Now, how could Amelia use that? Goad her into some kind of rash action? She almost relished the challenge. The woman kept the clay pot, Amelia’s prison, close. Her wild mind was never far away. Amelia could brush it. Breathe the equivalent of a soft sigh upon it. Her captor would feel it as a nagging instinct. That voice that tells you there’s something under the bed. Something hiding in the closet. It could just be a branch, knocking against the window. Or is it something else? Something dangerous? Her stomach would clench, her heart would race.
Amelia and Cormac had their place, their meadow, beautiful and calm, where she had first been able to speak with him. Approach him. Befriend him. This mind had no calm space, no safe refuge where Amelia might have a sensible conversation with her. How did this mind see itself? There had to be some kind of self-awareness, even if it had no visual component. Amelia needed to understand her, but however much she probed, she couldn’t find a center.
I am your friend, Amelia prompted, not hoping to be believed. She did not need to be believed. She merely needed a space where this mind might listen to her, if only for a moment.
Who are you? Show me. Take a breath. Picture yourself in the place you feel safe.
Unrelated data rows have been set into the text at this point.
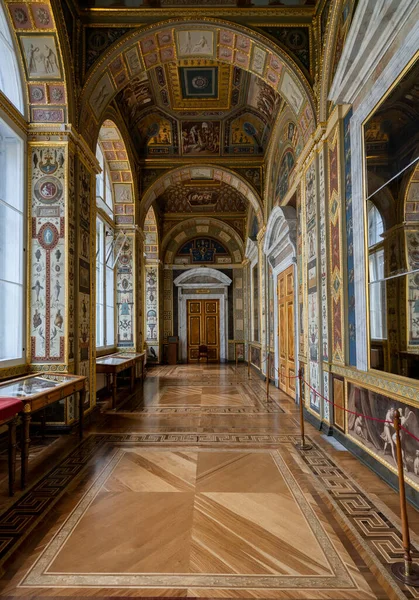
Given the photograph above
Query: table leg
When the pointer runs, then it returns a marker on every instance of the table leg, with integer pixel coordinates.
(26, 419)
(12, 455)
(114, 389)
(43, 423)
(132, 378)
(82, 398)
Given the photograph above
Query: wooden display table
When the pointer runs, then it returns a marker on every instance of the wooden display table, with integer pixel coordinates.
(37, 392)
(116, 363)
What is under your feet, what is over your head? When you put out your hands, what do they touch? Build me this picture. Show me where you go when you need peace.
The reply came, There is no peace.
In spite of herself the woman showed her an image of which she was mostly unaware, rising out of her hindbrain. They were in a stone room with no adornment. A cobbled floor, narrow windows close to the ceiling, the dank smell of a cave. Amelia would have called it a dungeon, but it was a modern American’s imagined version of a dungeon, too wide and clean for its truly medieval predecessor. Amelia was not there, could not picture herself there, but she saw her captor.
She was a girl dressed in a froth of lace. Like the room, an adolescent conception of a historic romantic aesthetic. She was slim, long brown hair brushed to a soft sheen. Her hands were folded before her, and her head was bowed, contrite. She did not move, she did not speak. She might have been a statue.
“This is how you see yourself?” Amelia asked.
This is how I am for him. It was a thought, not vocalized. As if she had no voice, not even in her own mind.
“But how do you see yourself?”
I don’t.
Amelia sensed the captor had the experience and bitterness that only came with age. Something had happened to her, and her sense of self had not grown past this place, the prison. This was where the woman’s rage came from. She did not see herself without her master. She was doing what she believed her master wanted of her.
Oh Cormac, you would be able to tell me where this comes from, how it happens that someone so buries themselves within another. I do not understand. Amelia ought to try to help her. To free her. But she couldn’t afford to. She had to look after herself.
“What will you do, after you have taken your revenge.”
It doesn’t matter.
“Do you think. . .you might ever break free of this place?”
It’s too late. I killed her.
“Who—”
I have killed. I will kill again, to do what I must. The figure in the stone room never moved.